The warranty is a reassuring five years, though there’s no TBW rating, i.e., TeraBytes that may be Written over the life of the drive. When sold separately, SN550 SSD inside the My Passport SSD is rated fr 300TBW per 500GB of capacity. That’s more data than the average user is likely to write to an external drive in two decades.In other words, don’t worry about it.
Don’t worry about dropping the My Passport SSD, either. With no moving parts, you’d have to hit most portable SSDs with a hammer to damage them. Even then it’s not a given. Liquid won’t damage them either if they’re not plugged in, assuming you give them time to dry completely before further use.
Performance
I already gave away the majority of the performance story, but by the numbers, the My Passport SSD 2020 (gold bars in the charts) scored just over 1GBps reading and writing under CrystalDiskMark 6. As you can see below, that’s actually more than twice as fast as the pre-2020 version.

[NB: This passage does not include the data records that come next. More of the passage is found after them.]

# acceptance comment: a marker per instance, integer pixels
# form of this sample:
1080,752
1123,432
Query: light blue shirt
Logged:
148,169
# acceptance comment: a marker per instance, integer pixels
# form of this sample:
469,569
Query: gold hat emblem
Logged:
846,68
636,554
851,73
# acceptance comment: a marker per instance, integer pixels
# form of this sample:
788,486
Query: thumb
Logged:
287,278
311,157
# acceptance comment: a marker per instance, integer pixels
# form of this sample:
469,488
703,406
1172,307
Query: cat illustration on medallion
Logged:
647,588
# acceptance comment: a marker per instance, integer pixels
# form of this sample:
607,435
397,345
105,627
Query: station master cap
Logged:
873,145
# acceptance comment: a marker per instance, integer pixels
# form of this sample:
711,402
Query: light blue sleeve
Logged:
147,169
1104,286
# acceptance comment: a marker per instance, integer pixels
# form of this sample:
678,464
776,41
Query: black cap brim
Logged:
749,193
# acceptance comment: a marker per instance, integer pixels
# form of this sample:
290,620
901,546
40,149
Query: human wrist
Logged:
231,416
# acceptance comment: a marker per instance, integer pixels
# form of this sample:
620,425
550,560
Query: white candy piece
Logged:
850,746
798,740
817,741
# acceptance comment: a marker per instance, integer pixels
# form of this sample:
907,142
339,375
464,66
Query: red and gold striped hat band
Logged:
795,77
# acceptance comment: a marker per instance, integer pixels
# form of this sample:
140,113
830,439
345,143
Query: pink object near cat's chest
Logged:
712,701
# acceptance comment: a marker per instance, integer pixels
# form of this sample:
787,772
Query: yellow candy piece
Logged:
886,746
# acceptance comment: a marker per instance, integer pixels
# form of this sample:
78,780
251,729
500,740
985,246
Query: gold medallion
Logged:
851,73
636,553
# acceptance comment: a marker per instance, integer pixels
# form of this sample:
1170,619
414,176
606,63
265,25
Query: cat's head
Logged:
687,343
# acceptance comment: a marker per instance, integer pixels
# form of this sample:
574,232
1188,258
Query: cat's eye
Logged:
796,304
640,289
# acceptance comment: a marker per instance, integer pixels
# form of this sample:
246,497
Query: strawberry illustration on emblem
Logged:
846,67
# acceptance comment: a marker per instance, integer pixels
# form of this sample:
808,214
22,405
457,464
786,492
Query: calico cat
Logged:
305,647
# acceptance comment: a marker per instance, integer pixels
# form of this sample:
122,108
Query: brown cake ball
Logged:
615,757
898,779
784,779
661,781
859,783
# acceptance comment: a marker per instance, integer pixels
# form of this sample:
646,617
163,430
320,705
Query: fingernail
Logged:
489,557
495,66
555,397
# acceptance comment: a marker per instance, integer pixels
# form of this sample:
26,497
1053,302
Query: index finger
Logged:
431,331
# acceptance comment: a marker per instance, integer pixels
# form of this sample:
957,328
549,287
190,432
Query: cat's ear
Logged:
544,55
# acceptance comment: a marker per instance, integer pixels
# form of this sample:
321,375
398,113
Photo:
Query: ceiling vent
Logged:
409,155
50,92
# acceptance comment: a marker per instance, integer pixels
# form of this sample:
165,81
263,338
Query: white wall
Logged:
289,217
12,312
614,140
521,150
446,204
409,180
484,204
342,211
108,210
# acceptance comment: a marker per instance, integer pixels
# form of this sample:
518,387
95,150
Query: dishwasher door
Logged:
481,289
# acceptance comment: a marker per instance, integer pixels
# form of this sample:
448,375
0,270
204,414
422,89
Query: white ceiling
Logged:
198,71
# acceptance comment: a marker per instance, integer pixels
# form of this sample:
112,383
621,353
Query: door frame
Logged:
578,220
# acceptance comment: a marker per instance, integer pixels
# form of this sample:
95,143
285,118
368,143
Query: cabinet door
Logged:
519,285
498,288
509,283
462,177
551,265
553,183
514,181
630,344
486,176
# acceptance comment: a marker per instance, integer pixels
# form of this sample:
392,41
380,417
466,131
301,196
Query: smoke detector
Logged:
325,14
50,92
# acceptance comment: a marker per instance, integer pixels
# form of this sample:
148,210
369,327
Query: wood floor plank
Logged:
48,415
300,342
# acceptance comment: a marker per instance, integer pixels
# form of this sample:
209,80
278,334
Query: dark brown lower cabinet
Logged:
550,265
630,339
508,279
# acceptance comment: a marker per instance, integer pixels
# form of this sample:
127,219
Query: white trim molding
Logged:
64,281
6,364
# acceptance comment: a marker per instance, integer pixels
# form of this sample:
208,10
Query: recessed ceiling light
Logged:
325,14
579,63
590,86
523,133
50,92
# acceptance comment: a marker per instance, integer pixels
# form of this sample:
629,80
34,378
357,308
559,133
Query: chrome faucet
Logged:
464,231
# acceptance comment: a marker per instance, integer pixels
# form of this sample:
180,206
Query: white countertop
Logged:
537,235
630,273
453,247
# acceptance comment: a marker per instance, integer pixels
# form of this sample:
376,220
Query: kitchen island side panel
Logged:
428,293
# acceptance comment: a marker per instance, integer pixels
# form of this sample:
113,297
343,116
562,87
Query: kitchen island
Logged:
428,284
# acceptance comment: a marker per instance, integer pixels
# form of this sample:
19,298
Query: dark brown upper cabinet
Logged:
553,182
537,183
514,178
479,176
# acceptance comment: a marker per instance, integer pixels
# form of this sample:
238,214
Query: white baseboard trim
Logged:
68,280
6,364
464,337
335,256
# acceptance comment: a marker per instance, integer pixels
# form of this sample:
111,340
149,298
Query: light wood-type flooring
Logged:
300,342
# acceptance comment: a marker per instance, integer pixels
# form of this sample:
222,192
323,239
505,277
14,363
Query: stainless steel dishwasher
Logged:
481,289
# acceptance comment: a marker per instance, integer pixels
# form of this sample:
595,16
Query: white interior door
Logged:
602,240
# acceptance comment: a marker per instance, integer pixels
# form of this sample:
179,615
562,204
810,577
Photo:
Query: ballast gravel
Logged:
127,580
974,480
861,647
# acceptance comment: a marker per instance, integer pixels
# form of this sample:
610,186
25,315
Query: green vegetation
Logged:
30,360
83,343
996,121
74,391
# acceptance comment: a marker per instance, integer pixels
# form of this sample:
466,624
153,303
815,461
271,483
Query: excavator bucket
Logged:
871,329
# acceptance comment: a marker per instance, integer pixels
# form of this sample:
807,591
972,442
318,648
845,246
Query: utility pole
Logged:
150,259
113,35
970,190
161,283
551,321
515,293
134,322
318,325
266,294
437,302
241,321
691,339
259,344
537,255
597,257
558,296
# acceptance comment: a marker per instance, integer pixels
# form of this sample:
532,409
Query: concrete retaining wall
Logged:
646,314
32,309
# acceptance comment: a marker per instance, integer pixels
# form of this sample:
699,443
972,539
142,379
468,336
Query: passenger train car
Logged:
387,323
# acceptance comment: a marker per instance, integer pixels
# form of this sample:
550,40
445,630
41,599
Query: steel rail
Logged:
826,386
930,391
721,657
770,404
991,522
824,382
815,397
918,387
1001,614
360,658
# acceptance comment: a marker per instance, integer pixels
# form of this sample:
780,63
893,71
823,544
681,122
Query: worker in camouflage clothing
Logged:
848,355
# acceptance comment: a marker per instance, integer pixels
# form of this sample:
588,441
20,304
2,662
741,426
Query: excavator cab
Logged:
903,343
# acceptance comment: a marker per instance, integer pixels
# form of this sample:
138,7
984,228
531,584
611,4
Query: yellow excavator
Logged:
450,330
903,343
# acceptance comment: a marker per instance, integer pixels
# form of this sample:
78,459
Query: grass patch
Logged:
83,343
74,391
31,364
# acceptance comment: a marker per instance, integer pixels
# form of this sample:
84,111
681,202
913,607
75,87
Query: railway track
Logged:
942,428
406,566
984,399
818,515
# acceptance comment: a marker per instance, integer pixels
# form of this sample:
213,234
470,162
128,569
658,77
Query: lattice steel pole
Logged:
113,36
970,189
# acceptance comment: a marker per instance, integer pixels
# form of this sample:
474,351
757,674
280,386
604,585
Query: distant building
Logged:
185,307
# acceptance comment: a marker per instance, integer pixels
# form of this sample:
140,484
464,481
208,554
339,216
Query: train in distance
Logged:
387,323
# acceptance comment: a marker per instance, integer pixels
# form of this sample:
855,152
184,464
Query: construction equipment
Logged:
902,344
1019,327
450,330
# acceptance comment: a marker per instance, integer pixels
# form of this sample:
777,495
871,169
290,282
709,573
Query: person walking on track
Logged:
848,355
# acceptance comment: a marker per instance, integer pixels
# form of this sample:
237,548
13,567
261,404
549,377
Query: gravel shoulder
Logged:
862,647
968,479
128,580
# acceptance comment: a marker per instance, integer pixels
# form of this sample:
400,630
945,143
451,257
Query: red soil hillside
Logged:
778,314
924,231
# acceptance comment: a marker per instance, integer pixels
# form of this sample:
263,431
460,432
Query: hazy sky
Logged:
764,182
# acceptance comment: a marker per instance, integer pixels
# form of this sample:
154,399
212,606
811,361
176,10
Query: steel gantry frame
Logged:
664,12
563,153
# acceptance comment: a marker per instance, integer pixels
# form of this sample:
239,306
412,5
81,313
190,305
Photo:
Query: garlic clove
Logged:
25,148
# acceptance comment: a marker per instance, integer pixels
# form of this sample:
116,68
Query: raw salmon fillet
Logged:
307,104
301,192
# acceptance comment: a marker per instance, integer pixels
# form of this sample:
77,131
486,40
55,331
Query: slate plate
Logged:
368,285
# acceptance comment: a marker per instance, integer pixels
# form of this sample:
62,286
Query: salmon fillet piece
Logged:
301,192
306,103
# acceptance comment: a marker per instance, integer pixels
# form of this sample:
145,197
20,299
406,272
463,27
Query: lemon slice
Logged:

The 2020 WD My Passport SSD not only aced the synthetic benchmarks, it also proved cream-of-the-crop in our real-world 48GB transfers. Note that real world performance is always slower than what you see with synthetic benchmarks. Largely due to file system and operating system overhead. The 48GB large file performance still works out to a cool 550MBps writing and 750MBps reading.
The My Passport SSD also averaged around 564MBps during our 450GB write test, meaning it doesn’t slow down off cache. It also delivered 0.08-millisecond seeks while reading and 0.8 ms when writing. By way of comparison, external hard drives average around 10 ms to 12 ms these days.
A great drive for the majority of users
The 2020 My Passport SSD is the fastest, lightest 10Gbps USB drive we’ve ever tested. It hits the nail on the head for the average user.
The only faster external USB drives are 20Gbps units such as the WD Black P50 Game SSD or Seagate FireCuda Gaming SSD. Alas, those require the rare USB 3.2 Gen 2X2 (Superspeed 20Gbps) bus, cost twice as much, and don’t fare much better in our 48GB transfer tests. Stick with the 2020 My Passport SSD unless you’ve got money to burn.